I’m using two GTX 295. The four devices are active. My code is part of a render app, meaning that the CUDA code is inside a loop.
Using 1 device: ~33 fps
Using 2 devices: ~55 fps
Using 3 devices: ~73 fps
Using 4 device: ~73 fps

I’m sure that i’m using four devices. The visual prof. shows 4 contexts for 4 different devices and that the kernel CPU time for two of those devices is very high(equivalent to 73 fps). I supose that it is a thread sync problem, but i don’t know what it is. I used A master slave model (1 master thread + 4 slave threads), using the Windows API. I also used the GPUWorker and the result was the same…

Does anybody knows what problem could it be?

Sounds like a CPU bottleneck. Specifically, it appears that you’re trying to run 5 threads on a 4 core CPU. The problem is that Windows thread scheduling is woefully inadequate for this, leading to such horrors as a thread being switched out and switching back in for as long as 30ms. That’s the time it takes to render a frame!

Thankfully, you can work around all this, at least to an extent.

First, make sure each of your devices has

cudaSetDeviceFlags(cudaDeviceScheduleYield);

That will get them to release the CPU when they hit a sync, thus allowing other threads a chance of running sooner rather than later.

Second, whenever one of the threads reaches a point where it can’t continue (worker thread runs out of commands, master thread has filled up the command queue), call

SwitchToThread();

This will yield the thread, again, allowing the other threads a chance to run, particularily, if the worker thread has nothing to do, then that master thread needs to end up scheduled asap!

Another thing to do is some amount of pipelining. That is, once a thread has sent all its data to the GPU and started a kernal, it’s safe for the master thread to come in and start writing the data for the next frame. That means that the worker thread might not have to wait for data when it finishes its current job, but can go straight on into the next.

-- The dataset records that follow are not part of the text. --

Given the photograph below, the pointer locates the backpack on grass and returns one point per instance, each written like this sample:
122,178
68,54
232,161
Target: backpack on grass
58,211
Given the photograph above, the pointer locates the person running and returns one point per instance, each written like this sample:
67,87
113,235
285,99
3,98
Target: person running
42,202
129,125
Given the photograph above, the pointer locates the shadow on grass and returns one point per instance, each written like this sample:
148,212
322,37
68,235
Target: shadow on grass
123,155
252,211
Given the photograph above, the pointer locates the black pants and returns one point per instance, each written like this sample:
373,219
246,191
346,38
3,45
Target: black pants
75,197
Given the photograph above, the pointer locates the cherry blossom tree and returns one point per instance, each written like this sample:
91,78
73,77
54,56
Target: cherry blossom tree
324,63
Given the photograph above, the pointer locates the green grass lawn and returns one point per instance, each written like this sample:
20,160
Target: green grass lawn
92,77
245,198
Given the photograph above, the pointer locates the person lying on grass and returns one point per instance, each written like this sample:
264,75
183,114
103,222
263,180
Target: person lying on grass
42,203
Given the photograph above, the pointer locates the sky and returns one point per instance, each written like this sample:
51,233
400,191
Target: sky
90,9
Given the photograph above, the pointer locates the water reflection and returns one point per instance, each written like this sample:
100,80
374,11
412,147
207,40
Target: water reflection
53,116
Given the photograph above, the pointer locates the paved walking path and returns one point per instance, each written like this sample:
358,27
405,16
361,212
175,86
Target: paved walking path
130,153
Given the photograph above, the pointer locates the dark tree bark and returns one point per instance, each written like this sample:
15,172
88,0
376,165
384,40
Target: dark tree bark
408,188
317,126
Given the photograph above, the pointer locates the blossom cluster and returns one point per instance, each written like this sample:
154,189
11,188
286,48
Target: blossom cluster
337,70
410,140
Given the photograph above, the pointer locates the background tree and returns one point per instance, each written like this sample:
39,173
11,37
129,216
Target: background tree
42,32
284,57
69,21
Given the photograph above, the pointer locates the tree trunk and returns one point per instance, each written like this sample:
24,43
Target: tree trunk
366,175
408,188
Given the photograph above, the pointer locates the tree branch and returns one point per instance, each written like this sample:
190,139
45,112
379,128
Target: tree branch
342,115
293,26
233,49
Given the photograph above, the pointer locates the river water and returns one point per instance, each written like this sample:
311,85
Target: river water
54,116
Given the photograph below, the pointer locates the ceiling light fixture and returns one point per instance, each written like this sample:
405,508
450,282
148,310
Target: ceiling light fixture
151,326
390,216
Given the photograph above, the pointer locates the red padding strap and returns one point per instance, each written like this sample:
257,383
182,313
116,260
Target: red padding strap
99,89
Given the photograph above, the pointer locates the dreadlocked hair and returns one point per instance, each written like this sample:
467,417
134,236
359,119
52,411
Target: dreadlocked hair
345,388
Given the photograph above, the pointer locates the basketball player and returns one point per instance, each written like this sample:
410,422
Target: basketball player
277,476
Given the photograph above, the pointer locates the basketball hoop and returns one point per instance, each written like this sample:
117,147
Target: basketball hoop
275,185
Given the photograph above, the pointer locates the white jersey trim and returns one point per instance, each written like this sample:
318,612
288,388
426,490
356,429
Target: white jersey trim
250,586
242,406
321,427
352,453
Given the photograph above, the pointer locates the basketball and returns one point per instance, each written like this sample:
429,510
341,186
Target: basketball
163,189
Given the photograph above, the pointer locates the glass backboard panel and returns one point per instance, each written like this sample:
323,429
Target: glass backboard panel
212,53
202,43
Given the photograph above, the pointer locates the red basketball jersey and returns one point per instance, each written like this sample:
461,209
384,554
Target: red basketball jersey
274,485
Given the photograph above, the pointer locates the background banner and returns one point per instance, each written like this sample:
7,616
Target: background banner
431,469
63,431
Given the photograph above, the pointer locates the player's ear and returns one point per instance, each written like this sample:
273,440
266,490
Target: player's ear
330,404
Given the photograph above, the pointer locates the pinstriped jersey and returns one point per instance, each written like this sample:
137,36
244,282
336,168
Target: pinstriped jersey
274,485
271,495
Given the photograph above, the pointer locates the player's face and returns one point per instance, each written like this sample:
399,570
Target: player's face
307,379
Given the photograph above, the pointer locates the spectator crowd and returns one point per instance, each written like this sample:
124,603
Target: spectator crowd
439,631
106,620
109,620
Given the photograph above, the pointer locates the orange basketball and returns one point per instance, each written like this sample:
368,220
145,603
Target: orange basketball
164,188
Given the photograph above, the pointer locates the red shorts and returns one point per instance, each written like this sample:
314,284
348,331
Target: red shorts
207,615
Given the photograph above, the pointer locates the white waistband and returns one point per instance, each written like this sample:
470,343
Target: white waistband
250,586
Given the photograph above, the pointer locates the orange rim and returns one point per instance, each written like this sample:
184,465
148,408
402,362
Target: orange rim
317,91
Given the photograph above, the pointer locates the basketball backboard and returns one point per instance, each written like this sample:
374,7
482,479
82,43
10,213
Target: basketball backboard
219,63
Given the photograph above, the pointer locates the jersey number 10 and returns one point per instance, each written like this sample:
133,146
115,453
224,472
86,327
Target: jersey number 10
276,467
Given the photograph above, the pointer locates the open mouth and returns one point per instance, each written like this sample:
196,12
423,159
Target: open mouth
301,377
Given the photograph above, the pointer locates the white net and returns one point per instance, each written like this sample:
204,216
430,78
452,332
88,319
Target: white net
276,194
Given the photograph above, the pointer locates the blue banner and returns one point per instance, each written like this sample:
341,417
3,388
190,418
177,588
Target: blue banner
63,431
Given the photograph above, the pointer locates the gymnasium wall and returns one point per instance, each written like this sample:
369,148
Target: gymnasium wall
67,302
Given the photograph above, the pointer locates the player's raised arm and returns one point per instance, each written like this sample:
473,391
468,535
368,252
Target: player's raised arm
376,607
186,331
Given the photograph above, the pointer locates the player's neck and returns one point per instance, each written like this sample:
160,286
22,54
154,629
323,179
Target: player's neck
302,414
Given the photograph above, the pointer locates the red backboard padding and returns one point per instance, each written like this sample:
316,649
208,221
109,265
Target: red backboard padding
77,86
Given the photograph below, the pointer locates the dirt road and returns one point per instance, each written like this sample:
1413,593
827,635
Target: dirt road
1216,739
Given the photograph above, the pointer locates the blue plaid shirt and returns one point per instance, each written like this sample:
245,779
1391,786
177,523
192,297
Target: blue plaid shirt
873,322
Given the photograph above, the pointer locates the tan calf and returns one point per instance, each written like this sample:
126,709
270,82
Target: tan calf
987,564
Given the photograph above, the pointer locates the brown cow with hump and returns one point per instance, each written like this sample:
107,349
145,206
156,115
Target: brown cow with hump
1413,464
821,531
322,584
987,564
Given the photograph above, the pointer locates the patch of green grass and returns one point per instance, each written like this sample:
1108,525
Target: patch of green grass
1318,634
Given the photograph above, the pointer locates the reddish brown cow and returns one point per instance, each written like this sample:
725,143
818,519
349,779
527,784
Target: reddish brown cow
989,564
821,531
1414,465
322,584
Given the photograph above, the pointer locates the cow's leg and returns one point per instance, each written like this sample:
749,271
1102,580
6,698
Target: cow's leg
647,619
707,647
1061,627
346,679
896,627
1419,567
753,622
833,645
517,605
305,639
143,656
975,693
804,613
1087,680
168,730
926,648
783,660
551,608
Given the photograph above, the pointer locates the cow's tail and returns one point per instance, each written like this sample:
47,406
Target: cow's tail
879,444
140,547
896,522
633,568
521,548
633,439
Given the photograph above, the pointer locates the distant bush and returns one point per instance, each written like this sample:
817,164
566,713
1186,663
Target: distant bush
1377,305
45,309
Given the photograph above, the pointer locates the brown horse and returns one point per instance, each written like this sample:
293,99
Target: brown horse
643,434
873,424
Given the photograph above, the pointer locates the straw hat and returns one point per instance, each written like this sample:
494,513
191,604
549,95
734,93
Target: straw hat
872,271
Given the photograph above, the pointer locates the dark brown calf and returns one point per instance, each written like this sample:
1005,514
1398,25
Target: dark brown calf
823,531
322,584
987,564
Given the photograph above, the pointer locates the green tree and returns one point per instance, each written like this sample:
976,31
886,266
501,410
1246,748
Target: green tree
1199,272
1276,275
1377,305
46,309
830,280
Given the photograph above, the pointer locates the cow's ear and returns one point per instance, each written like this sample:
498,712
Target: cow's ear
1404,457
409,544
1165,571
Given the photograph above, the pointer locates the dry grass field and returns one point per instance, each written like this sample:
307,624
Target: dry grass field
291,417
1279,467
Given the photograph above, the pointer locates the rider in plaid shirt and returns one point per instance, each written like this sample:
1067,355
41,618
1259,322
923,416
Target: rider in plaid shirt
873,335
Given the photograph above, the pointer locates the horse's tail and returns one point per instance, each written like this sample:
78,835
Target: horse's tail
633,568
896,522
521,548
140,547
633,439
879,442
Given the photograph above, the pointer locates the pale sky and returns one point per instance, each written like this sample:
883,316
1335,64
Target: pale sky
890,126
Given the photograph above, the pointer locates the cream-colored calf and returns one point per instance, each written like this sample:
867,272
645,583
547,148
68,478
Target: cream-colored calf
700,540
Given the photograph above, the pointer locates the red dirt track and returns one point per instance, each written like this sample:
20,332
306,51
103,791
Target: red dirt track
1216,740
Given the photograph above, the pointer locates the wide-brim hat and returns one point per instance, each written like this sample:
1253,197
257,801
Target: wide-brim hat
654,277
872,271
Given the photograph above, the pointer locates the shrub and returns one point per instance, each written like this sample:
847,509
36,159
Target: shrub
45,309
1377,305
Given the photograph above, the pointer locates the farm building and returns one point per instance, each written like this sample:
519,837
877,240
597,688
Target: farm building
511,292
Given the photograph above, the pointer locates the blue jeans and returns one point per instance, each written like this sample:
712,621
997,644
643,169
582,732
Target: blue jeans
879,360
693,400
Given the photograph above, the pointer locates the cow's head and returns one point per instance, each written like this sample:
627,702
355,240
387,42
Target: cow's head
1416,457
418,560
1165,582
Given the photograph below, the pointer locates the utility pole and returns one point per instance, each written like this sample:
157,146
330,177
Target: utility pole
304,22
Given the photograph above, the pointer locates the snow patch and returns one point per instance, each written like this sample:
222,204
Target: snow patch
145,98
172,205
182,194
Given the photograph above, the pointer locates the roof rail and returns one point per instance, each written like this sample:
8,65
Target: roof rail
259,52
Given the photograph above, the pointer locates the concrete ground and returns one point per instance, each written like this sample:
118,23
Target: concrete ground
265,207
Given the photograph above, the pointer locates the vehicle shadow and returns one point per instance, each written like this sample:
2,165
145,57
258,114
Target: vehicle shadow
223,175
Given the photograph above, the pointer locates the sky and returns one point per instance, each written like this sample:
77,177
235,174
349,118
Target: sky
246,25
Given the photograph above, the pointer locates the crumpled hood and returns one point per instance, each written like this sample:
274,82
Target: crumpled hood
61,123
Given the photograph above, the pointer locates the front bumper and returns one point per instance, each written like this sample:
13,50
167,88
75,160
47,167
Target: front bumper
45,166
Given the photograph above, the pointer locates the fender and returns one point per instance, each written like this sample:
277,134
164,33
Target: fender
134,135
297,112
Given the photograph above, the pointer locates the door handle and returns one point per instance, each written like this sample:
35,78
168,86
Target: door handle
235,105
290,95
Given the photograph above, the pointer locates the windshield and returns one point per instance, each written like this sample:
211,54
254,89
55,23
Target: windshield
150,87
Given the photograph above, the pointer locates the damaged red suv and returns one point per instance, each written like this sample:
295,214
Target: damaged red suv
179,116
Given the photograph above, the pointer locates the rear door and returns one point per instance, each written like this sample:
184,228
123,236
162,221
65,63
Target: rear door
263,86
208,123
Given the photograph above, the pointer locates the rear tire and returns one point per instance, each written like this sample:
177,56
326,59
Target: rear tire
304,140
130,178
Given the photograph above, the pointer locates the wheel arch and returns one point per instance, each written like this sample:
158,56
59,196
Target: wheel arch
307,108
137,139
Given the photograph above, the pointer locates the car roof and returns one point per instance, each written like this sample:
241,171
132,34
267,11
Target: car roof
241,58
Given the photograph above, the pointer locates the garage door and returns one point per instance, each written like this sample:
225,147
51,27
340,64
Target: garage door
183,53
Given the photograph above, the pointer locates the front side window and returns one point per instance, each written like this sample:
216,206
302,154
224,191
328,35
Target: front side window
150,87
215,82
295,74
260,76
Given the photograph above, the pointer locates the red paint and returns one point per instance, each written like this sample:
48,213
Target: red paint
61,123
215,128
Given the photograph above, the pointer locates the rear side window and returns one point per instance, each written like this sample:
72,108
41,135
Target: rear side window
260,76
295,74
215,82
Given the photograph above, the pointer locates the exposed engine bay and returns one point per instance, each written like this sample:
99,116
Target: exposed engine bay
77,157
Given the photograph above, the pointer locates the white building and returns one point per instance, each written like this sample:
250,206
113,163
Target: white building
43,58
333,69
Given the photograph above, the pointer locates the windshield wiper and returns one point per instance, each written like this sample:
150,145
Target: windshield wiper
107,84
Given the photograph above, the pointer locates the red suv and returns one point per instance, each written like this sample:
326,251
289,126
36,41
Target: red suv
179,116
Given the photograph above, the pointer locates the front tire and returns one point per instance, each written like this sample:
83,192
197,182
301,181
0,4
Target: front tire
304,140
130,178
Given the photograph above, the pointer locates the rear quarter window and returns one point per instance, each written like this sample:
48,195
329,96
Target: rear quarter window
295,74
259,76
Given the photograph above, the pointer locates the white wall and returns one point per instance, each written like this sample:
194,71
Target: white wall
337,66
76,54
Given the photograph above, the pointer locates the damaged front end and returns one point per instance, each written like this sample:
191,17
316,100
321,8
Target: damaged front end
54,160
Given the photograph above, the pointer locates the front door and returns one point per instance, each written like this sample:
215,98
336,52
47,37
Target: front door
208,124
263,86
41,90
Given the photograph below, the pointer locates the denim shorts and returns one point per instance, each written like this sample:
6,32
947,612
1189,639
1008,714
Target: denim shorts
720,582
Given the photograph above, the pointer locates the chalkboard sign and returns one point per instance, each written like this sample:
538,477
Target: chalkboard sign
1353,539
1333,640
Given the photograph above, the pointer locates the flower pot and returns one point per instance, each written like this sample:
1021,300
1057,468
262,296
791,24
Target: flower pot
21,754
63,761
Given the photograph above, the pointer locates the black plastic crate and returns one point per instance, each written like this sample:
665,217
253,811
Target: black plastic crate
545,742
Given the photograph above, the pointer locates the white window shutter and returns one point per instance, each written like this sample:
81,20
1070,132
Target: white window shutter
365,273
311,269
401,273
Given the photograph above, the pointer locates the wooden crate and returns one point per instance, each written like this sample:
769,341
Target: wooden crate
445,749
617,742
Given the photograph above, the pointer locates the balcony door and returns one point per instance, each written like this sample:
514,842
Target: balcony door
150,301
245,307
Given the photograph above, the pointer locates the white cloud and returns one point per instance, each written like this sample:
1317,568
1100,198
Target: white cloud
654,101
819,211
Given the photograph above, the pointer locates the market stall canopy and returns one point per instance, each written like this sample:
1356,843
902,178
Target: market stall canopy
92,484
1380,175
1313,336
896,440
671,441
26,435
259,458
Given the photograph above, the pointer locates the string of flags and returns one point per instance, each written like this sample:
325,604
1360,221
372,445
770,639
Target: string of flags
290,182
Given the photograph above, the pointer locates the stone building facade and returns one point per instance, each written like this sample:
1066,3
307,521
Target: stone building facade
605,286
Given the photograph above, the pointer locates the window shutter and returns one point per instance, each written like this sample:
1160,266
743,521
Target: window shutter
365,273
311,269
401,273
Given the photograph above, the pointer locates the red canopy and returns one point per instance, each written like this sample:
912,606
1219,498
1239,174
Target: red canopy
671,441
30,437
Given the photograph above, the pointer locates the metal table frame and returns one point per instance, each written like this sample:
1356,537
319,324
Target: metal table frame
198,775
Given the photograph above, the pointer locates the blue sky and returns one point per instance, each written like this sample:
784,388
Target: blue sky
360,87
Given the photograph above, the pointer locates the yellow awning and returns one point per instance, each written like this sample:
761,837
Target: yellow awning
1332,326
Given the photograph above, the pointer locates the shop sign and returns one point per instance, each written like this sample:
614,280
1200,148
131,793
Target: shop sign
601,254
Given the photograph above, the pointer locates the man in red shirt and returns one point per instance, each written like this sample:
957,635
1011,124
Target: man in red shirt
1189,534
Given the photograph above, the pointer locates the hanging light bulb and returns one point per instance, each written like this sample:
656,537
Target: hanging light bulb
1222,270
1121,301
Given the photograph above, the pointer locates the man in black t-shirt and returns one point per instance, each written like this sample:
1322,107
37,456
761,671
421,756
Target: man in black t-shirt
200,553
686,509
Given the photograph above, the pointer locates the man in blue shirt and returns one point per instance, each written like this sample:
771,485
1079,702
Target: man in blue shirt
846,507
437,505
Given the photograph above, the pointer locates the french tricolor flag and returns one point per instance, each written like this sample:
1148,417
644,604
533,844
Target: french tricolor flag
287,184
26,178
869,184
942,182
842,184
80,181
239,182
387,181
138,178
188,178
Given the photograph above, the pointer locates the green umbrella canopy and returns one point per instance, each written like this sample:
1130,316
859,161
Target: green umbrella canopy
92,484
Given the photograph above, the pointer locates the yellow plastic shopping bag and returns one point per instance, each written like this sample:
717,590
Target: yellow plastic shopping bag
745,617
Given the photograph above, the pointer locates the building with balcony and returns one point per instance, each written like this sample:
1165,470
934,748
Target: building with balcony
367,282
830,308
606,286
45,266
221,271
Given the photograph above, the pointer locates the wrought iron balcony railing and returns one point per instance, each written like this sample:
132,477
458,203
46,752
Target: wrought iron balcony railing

One last thing you can do is juggle thread priorities. For instance, if a worker thread runs out of jobs, it can raise the priority of the master thread, so that it’s more likely to be scheduled. Then, the master thread can reset its priority once it fills all available queues, and even raise the priorities of the worker threads. This way, you can have at least some control in getting the right threads at the right time. The call for this is

SetThreadPriority(ThreadHandle,THREAD_PRIORITY_NORMAL);

I’d recommend not raising the priority of any thread higher than THREAD_PRIORITY_NORMAL, since this can slow down the whole system. Instead, use THREAD_PRIORITY_BELOW_NORMAL for any thread that runs out of things to do. Set it back to normal when another thread finds something for it to do - either the master thread now has an empty queue to fill, or a worker thread has just had it’s queue filled, and is free to run again.

Using all these techniques, I managed to get flam4 from running about 1 GPU at a time to using all 3 fairly efficiently. This is on a 2 core system, so we’re talking about 4 threads (1 master + 3 slaves) here.